G. Practice Questions for UPSC Prelims Exam
Question 1. Which of the following statement/s is/are incorrect with respect to Bhitarkanika National Park?
- It is the second largest mangrove ecosystem in India.
- Bhitarkanika has one of the largest populations of endangered saltwater crocodile in India.
- It has been designated as a Ramsar site.
- i) and ii) only
- ii) only
- ii) and iii) only
- None of the above
Question 2. Consider the following statements:
- Right to life is available against executive only.
- It covers biological and social life.
- It is not confined to animal existence but extends to life with dignity.
Which of the above statement(s) is/are incorrect?
- i) and ii) only
- i) only
- ii) and iii) only
- None of the above
Question 3. Which of the following is/are included in Right to life?
- Right to pollution free water.
- Right to life with human dignity.
- Right to free legal aid and speedy trial.
- Right to livelihood.
- Right of women to be treated with decency.

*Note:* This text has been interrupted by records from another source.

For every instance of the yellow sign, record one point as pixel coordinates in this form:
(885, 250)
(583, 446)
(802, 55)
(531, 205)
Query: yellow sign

Choose the correct option:
- ii), iv) and v)
- i), ii), iv) and v)
- ii), iv) and v)
- All of the above
Question 4. Quit India Movement was launched in response to:
- Cabinet Mission Plan
- Cripps Proposals
- Simon Commission Report
- Wavell Plan
H. UPSC Mains Practice Questions
- India has lost its eminent position in South Asia as a consequence of reckless adventurism in its neighbourhood.
- Diversity in India takes form in numerous ways. Explain.